By teaching business courses, Lynn hopes that “[My] faith leavens who I am and what I do, regardless of where I am or what I’m doing.” He went on to explain how he must be intentional not to allow faith and work to migrate into parallel – but separate – spheres of life, as “It’s not too difficult to encounter value differences between the marketplace and in the way of Jesus.” Lynn’s aim is to emphasize the unique call of faith in life throughout the courses he teaches, and he is grateful that ACU has an abundance of resources available for spiritual formation. “It is truly unique and a joy”, he says, “to journey with students and colleagues. There’s so much more we have to learn and live together.”

Lynn also embraces the role as researcher. “I love to dig into ideas”, Lynn expressed. Scholarly opportunities are scarce at many faith-based institutions and he has been grateful that ACU and COBA encourage scholarly growth. Students and faculty alike are grateful for the steady presence Dr. Monty Lynn has been through the years. We look forward to learning and growing more from him in the years to come.

 

“Why I Teach” with David Perkins

Dr. David Perkins

A common theme among our faculty members is how many of them did not plan to become a professor after graduating college. This, too, was the case for Dr. David Perkins. In fact, teaching wasn’t even a thought for him until a position opened up at Harding University, his alma mater. When the dean called and asked him to teach principles of accounting, Perkins was almost through his MBA program, so he accepted the temporary position for a year. “That phone call was a life-changing event for me. I look at it as God giving me a nudge to consider teaching as a career”.

Perkins taught at Harding for 15 years after that, then joined the COBA family during its initial work to become AACSB accredited. His friend and college classmate, Dr. Monty Lynn, was a good contact for him at ACU while Perkins was making the arrangements to join the COBA faculty. Dr. Perkins was ready for a change, and has never regretted getting on board with COBA’s vision for excellence. He currently teaches Financial Accounting to undergraduates as well as graduate classes in the Master of Accountancy (MAcc) program and has led students on numerous study abroad programs with COBA.

When Perkins began to think about the impact of faith in his journey, he shared that it was humbling experience. “God opens doors of opportunity and sometimes he shuts others. That certainly helps with the decision-making process.” It is difficult for him to imagine what life would be like without faith, as it has played such a core part of his journey. He stressed that his faith doesn’t guarantee that he won’t ever doubt; still, in the midst of doubt, growth can be found. “God is my anchor” Perkins said. “Even when I stumble or stray, I know where to find Him… right there where He’s always been.”

Dr. Perkins explained that he enjoys teaching accounting not only to help students prepare for their future careers, but also in giving them more tools to make a better life. While initially Perkins wasn’t sure how different his teaching method was from other accounting classes at public schools, he’s been able to be more intentional about planting seeds in students’ minds that can grow into faith.
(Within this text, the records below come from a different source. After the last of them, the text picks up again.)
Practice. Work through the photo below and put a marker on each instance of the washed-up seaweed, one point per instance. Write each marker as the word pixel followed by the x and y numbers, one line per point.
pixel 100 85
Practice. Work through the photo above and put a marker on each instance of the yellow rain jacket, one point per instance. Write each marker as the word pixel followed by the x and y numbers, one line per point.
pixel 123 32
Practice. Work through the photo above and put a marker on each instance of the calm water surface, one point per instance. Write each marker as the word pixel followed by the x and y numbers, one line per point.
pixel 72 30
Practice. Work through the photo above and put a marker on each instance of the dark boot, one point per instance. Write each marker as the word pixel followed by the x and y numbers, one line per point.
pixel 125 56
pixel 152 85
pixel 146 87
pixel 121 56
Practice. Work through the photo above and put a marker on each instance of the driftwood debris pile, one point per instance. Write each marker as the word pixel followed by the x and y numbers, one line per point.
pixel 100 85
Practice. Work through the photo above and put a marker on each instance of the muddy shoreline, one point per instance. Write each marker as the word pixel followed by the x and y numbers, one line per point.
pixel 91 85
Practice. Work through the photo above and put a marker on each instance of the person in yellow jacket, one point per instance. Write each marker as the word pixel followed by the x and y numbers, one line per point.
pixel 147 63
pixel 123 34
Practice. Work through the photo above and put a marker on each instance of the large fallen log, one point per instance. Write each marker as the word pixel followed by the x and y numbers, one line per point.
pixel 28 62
He explained that in class,  he will “Try to apply the topics we cover to real life decisions so they will be positioned to make good choices.” Students who have had Perkins in class fondly recalled the ‘sermonettes’ he shared with them from time to time and were grateful for the weekly Bible study he offers outside of class for anyone willing to attend. 
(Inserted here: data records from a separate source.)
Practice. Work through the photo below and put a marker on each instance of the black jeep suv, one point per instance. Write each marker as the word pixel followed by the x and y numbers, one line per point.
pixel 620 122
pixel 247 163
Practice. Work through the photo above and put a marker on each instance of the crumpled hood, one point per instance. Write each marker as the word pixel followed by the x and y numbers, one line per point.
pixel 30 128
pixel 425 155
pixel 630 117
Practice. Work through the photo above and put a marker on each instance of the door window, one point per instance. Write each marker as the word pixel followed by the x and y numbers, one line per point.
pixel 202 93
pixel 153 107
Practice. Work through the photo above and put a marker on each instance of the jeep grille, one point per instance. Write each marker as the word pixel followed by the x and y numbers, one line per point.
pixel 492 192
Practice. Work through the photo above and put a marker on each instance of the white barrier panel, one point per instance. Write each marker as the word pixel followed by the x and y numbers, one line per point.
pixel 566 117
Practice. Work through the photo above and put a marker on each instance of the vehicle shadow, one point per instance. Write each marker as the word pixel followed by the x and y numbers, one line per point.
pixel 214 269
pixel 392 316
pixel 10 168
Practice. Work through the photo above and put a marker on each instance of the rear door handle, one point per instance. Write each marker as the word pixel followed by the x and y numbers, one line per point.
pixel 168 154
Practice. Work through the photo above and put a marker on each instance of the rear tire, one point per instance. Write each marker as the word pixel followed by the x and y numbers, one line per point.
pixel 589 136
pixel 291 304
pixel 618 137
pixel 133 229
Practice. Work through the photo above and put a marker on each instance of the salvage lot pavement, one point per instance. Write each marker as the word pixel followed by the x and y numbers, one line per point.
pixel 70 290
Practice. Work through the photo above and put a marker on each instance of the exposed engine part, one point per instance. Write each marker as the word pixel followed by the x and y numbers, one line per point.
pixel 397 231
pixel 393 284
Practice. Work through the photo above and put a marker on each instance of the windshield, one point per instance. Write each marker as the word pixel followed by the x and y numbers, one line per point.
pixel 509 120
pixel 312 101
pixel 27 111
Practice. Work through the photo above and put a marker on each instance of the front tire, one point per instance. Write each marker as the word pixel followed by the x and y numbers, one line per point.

Dr. Perkins with students this summer during Study Abroad to Oxford and Leipzig.

Dr. Perkins explained that his desire for students is for them to see college as an opportunity to develop their God-given skills – even if they don’t know what they want to do yet. He remembered being in a similar position at their age, of being unsure about what life would look like after college. His best advice was this, “Develop your talents, develop your character, develop friendships, develop your faith… then see what opportunities God brings your way”.

ACU is fortunate and thankful to have Dr. Perkins – not only for his knowledge and wisdom, but for his character and heart for his students.